Within Changing Lives, mental health can be an issue for many people across all the pillars and impacts on a person in many ways. As an organisation, we are committed to reducing stigma, promoting inclusion and supporting people to overcome barriers and be part of their local communities.
I have had the privilege of being part of setting up and overseeing two mental health support services within Changing Lives. What was important for me was that these two services worked within an assertive engagement approach and that we reduced as many barriers as possible for people to be able to engage and receive appropriate support.
Working within the community, adopting a social model of support, has supported people to engage with us. Understanding the importance of meeting and supporting people on their own terms, giving the person choice and ensuring they feel listened to and heard, has often led to people engaging with the teams far better than they have historically with services.
Utilising a team approach has evidenced benefits to both the people we support and the staff, giving the person we support choice, building relationships, utilising strengths and skills within the team, reducing the impact of dependency and co-dependency, vicarious traumatisation. This approach reduces the impact on a person we support when a member of staff leaves the project - for further development or opportunities - as the person we support has built relationships with other members of the team, and they are not left with feelings of abandonment or having to repeat their story to a new person.
Our starting point is always, “What support do you need or want?” For so many people accessing our services, this has been quite liberating for them - to feel we are listening to what they believe their needs are, rather than being told or advised what support the professional feels they need. What the teams have experienced is that what the professional referrer, and what the person being referred, feel the support which is needed, are often very different. This does not mean either person is wrong, just that their priorities differ. Therefore, working collaboratively with the person accessing support often leads to increased engagement and more productive outcomes for the individual. It truly becomes “their plan”, rather than the professional plan.
Also, by working with the person’s identified needs, this often removes barriers to engagement and through activities, the person often opens up more, identifies other presenting needs and is more open to accepting support and engaging with other appropriate services.

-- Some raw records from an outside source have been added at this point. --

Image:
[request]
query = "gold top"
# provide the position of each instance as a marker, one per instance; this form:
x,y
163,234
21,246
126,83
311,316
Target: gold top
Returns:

Everything we undertake with the person needs to be independently sustainable in the future by the individual. This increases recovery capital that can have an impact on positive mental wellbeing and can also reduce dependency on statutory organisations in the future, reducing representations to services and reducing the impact on our already overstretched NHS.
Supporting people to access what is available within their own communities, reducing isolation and making connections, can help the person build confidence, reduce stigma and promote inclusion, all of which support positive mental wellbeing. Seeing the person, and not the diagnosis, dictates how we engage with people and creates better relationships which in turn creates more meaningful communication, leading to improved delivery of support.